If Congress allows credit unions to make more business loans, the industry can expect even more supervision from the NCUA.
The agency, already under pressure to protect the National Credit Union Insurance Share Fund from additional losses, has been coming down hard during examinations to ensure that credit unions are vigilant about anticipating all the risks before making a business loan.
“They [NCUA examiners] are pushing for our risk analyses to be even more rigorous than in the past. They are asking us do more modeling and look at more possible scenarios so we are less likely to lose money. The oversight has always been strong but they have definitely stepped it up,’’ said Marcus Schaefer, president/CEO of Truliant Federal Credit Union, a $1.1 billion institution in Winston-Salem, N.C.

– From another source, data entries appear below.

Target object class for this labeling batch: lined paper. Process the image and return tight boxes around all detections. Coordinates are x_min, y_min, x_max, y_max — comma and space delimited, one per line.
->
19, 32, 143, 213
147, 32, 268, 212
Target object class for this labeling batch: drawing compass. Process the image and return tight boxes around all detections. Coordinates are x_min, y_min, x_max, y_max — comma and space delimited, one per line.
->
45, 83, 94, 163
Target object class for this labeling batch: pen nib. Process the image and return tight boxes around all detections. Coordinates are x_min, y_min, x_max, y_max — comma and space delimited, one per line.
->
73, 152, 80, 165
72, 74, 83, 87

The NCUA has declined to say what kind of additional regulations it would issue. If credit unions can persuade Congress to raise the cap, the agency has said it plans to strengthen its regulations.
Don Gentges, a lawyer who advises credit unions on compliance issues, said his clients are reporting that the NCUA has been especially adamant in ensuring that all loans, especially business loans, are adequately underwritten. He also noted that the agency has been more vigilant in ensuring that credit unions are working with the most accurate appraisals possible when making commercial real estate loans.

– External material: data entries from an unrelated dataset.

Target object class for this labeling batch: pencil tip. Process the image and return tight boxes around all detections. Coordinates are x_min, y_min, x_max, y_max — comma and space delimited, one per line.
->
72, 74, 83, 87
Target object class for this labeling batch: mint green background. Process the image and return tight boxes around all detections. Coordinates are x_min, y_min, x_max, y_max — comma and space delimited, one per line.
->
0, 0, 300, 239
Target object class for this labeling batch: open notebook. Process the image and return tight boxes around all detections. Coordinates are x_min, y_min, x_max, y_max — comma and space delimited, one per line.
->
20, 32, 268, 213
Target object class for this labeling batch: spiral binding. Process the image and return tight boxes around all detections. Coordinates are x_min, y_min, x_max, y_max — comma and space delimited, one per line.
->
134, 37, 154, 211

“In light of the problems that credit unions and banks faced during the financial crisis, there is an emphasis by regulators on going to back to the basics,’’ said Gentges, a partner in the law firm Whyte Hirschboeck Dudek S.C. in Milwaukee.
The NCUA is also making sure that credit unions do not exceed the limit of member business lending cap of 12.25% of assets, which Congress mandated in 1998. According to the regulator, 289 of the 2,226 credit unions that make member business loans are at or near the cap. Credit unions that are exempt from the cap include those designated as low income and those chartered to make small business loans.
According to the NCUA, as of June 30, there was $39.2 billion worth of outstanding MBLs. The average loan amount was $223,000. At credit unions making business loans, those loans represented an average of 5% of their assets.
Meanwhile, legislation is pending in both the House and Senate that that would increase the cap on member business loans from 12.25% to 27.5% of assets. In the House, a bill by Reps. Ed Royce (R-Calif.) and Carolyn McCarthy (D-N.Y.) has 62 cosponsors in the 435-member chamber. In the 100-member Senate, a companion bill by Sen. Mark Udall (D-Colo.) has 20 co-sponsors.
Both bills require that credit unions must be well-capitalized, be at or above 80% of the current cap, have five or more years of member business lending experience and be able to demonstrate sound underwriting and servicing. If a credit union’s net worth ratio falls below the well-capitalized requirement, which is currently 7%, it would have to stop making new business loans.
When endorsing the legislation at a Senate Banking Committee hearing in June, NCUA Chairman Debbie Matz said if it passed, the agency would “ensure its prudential regulatory framework is further enhanced to manage the associated risks.”
Last year, she wrote to U.S. Department of Treasury Secretary Timothy Geithner that the agency would “promptly revise our regulation to ensure that additional capacity in the credit union system would not result in unintended safety and soundness concerns.”
Gentges said the NCUA will likely want to make sure that the credit union executives in charge of business lending are trained to handle the new types of lending.
“You could see a scenario in which a credit union that can make more loans would want to do more floor-plan financing, in which they finance a store’s inventory purchases on a revolving or line-of-credit basis. That requires a different kind of risk assessment by the credit union,’’ Gentges said.
In her Senate testimony in June, Matz conceded that there have been challenges in effectively regulating MBL practices at credit unions.
She said that of the 55 credit union failures in 2009 and 2010, only one was primarily due to problems with the institution’s business loan portfolio. But she also noted that problems with MBLs were a “contributing factor’’ at credit union failures that cost the NCUSIF $83.4 million during that two-year period. The NCUSIF lost $406 million due to credit union failures in 2009 and 2010.